Exceptions to the rule: healthy deprived areas and unhealthy wealthy areas
- Authors:
- VAN HOOIJDONK Carolien, et al
- Journal article citation:
- Social Science and Medicine, 64(6), March 2007, pp.1326-1342.
- Publisher:
- Elsevier
In general, inhabitants of low socio-economic areas are unhealthier than inhabitants of high socio-economic areas, but some areas are an exception to this rule. These exceptions imply that other factors besides the socio-economic level of an area contribute to the health of the inhabitants of an area, e.g. environmental factors.
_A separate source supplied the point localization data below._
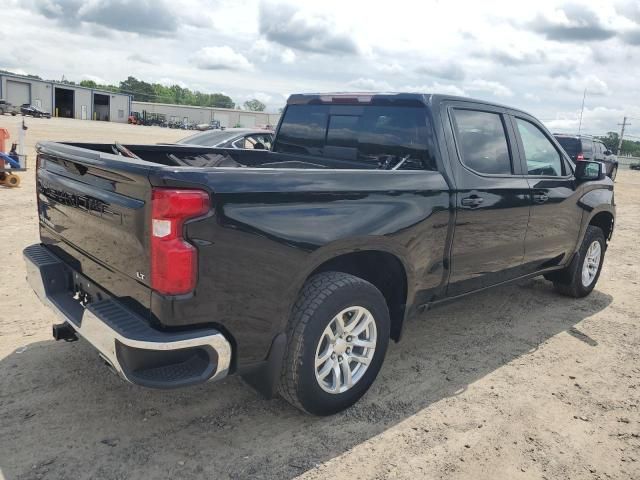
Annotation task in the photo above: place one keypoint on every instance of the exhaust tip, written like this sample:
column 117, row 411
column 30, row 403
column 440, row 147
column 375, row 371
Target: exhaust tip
column 64, row 331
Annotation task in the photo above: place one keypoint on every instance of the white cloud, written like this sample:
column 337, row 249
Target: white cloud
column 596, row 121
column 489, row 86
column 220, row 58
column 288, row 56
column 578, row 83
column 255, row 46
column 94, row 78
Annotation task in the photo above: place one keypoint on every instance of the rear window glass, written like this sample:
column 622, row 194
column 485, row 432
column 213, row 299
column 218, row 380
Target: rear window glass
column 570, row 145
column 374, row 136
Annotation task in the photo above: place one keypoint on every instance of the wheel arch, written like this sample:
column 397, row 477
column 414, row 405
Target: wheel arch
column 605, row 221
column 383, row 269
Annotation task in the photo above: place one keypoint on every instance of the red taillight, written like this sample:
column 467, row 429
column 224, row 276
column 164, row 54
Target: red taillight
column 174, row 261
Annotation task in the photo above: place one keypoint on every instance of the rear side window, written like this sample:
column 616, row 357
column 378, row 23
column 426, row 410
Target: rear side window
column 373, row 136
column 542, row 157
column 570, row 145
column 587, row 146
column 482, row 141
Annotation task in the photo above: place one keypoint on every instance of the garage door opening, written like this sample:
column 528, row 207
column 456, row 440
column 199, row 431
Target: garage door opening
column 100, row 107
column 18, row 93
column 64, row 102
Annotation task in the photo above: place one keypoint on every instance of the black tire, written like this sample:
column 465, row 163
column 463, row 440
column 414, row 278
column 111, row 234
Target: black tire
column 322, row 297
column 569, row 282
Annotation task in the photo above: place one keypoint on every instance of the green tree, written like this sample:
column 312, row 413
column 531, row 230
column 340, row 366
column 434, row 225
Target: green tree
column 141, row 90
column 254, row 105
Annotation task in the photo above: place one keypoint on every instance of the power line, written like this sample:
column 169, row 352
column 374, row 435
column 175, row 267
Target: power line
column 624, row 124
column 584, row 95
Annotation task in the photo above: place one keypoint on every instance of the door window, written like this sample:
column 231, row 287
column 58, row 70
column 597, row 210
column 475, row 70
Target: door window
column 482, row 141
column 587, row 147
column 542, row 157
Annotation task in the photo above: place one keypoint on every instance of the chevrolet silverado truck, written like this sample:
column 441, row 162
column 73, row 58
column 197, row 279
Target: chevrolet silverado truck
column 294, row 267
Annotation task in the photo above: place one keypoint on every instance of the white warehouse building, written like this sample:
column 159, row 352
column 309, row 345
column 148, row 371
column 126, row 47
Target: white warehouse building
column 188, row 114
column 64, row 100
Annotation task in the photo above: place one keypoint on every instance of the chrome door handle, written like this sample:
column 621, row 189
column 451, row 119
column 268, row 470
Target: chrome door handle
column 472, row 201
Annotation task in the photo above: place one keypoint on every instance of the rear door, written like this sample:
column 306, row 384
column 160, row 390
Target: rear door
column 492, row 199
column 555, row 219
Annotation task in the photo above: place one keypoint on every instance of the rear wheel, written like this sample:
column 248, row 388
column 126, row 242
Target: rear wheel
column 337, row 339
column 12, row 180
column 580, row 278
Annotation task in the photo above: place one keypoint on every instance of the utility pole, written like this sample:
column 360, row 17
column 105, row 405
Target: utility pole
column 582, row 110
column 624, row 124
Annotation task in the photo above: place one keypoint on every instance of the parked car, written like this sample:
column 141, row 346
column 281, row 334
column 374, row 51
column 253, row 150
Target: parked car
column 6, row 107
column 585, row 147
column 295, row 269
column 28, row 109
column 231, row 138
column 212, row 125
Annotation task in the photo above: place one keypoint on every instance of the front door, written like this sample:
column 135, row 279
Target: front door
column 492, row 199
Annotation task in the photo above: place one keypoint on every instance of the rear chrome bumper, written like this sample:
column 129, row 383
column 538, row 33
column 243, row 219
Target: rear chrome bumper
column 137, row 352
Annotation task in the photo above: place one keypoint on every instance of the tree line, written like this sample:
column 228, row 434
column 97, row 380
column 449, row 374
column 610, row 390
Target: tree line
column 157, row 93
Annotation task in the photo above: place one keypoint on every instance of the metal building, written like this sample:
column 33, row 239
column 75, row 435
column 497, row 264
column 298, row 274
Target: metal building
column 64, row 100
column 187, row 114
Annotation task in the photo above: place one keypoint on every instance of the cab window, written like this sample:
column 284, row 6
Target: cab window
column 541, row 155
column 482, row 141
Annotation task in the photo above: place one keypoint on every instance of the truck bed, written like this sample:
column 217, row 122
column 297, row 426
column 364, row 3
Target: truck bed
column 192, row 156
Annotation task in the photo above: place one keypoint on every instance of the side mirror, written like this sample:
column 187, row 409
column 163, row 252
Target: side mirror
column 589, row 171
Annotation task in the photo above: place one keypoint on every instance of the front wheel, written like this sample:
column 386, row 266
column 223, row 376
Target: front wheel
column 581, row 276
column 337, row 339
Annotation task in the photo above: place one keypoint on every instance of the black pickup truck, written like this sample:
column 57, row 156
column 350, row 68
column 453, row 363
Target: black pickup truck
column 294, row 267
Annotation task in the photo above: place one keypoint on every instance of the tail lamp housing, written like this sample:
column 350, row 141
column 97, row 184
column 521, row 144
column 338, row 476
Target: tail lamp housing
column 174, row 261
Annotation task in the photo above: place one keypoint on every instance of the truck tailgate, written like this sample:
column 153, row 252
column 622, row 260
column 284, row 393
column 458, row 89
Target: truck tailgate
column 92, row 213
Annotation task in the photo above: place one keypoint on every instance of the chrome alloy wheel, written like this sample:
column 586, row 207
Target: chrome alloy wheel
column 345, row 349
column 591, row 263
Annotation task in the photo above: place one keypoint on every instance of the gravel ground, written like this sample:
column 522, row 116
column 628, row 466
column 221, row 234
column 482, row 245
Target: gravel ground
column 513, row 383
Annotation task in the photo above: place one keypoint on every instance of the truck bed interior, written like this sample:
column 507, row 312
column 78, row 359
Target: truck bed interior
column 207, row 157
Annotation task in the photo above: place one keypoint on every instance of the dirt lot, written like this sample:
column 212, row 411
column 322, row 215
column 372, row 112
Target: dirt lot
column 513, row 383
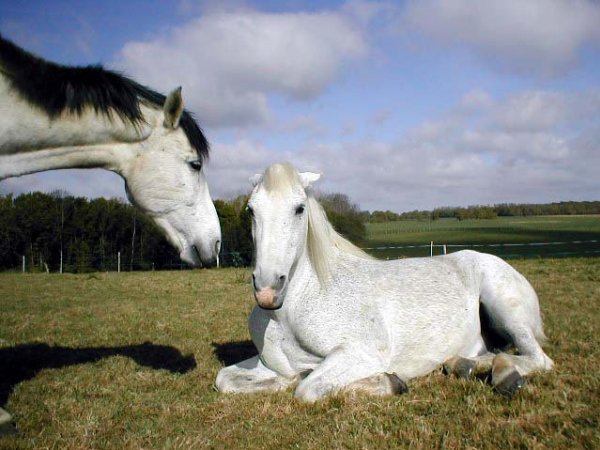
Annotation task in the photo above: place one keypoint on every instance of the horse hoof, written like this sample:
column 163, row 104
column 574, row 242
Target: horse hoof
column 398, row 385
column 510, row 384
column 459, row 367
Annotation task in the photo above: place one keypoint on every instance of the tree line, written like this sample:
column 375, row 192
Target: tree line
column 58, row 232
column 489, row 212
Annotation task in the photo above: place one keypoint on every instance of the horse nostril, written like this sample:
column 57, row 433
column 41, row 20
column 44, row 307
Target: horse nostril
column 281, row 281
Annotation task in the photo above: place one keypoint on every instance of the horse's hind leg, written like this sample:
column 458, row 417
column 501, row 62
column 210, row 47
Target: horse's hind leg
column 463, row 367
column 6, row 423
column 380, row 384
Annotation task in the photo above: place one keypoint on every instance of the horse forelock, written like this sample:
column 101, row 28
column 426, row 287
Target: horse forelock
column 280, row 178
column 55, row 89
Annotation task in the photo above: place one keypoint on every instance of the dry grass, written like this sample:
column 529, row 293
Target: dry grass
column 128, row 361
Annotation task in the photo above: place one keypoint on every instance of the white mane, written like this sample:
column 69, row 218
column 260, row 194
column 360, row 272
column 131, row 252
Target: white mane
column 323, row 242
column 322, row 239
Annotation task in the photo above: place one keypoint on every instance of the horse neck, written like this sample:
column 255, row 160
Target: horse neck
column 31, row 141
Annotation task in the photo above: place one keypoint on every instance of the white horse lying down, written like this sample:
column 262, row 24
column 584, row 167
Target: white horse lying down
column 331, row 318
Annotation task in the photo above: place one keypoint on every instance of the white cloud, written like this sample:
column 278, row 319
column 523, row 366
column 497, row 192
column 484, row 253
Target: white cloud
column 229, row 62
column 449, row 160
column 89, row 183
column 452, row 160
column 541, row 37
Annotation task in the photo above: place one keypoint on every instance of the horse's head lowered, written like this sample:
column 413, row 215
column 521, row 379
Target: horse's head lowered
column 279, row 209
column 84, row 117
column 165, row 179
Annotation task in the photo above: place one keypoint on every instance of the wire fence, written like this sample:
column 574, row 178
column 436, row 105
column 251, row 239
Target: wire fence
column 554, row 249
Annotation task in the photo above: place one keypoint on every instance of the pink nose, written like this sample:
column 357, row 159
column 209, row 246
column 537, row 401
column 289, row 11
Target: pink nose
column 265, row 298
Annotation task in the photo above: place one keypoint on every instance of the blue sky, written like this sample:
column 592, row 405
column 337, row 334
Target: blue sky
column 401, row 105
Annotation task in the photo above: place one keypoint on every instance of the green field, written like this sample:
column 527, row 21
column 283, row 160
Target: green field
column 504, row 236
column 128, row 361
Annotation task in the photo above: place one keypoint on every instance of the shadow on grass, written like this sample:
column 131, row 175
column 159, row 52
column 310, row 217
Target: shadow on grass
column 234, row 352
column 23, row 362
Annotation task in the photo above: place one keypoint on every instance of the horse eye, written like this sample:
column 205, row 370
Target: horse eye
column 196, row 165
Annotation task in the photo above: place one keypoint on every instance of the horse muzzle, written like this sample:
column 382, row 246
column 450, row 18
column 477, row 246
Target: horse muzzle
column 270, row 297
column 267, row 299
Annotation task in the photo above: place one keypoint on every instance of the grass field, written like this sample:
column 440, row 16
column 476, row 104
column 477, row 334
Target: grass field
column 503, row 236
column 128, row 361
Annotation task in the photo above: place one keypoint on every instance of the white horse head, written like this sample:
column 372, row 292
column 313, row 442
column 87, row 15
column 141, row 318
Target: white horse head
column 56, row 117
column 165, row 178
column 278, row 206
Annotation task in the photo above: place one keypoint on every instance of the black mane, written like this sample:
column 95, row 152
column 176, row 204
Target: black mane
column 56, row 88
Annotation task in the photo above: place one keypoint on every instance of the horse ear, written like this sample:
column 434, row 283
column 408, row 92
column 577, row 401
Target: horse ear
column 308, row 178
column 173, row 108
column 255, row 179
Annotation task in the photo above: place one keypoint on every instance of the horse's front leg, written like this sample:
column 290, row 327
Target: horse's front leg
column 353, row 368
column 251, row 375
In our study we concentrate on areas within the Netherlands that are healthier or unhealthier than could be expected based on their socio-economic level. This study first identifies these areas and secondly determines which area characteristics distinguish these areas from those areas where the level of health is in agreement with their socio-economic level. We used nation-wide data on neighbourhood differences in population composition (gender, age, marital status and ethnicity), urbanisation and two health indicators: mortality and hospitalisation rates. In the Netherlands, many areas are healthier or unhealthier than could be expected based on their income level alone. Areas with higher mortality rates than expected are mainly urban areas with high percentages of elderly people and persons living alone. Similar but opposite associations are observed for areas with lower mortality rates than expected, which are further characterised by a low percentage of non-western immigrants. Areas with lower hospitalisation rates than expected are mainly rural areas with few non-western immigrants. From these results, we conclude that urbanisation and residential segregation based on age, ethnicity and marital status might be important contributors to geographical health inequalities.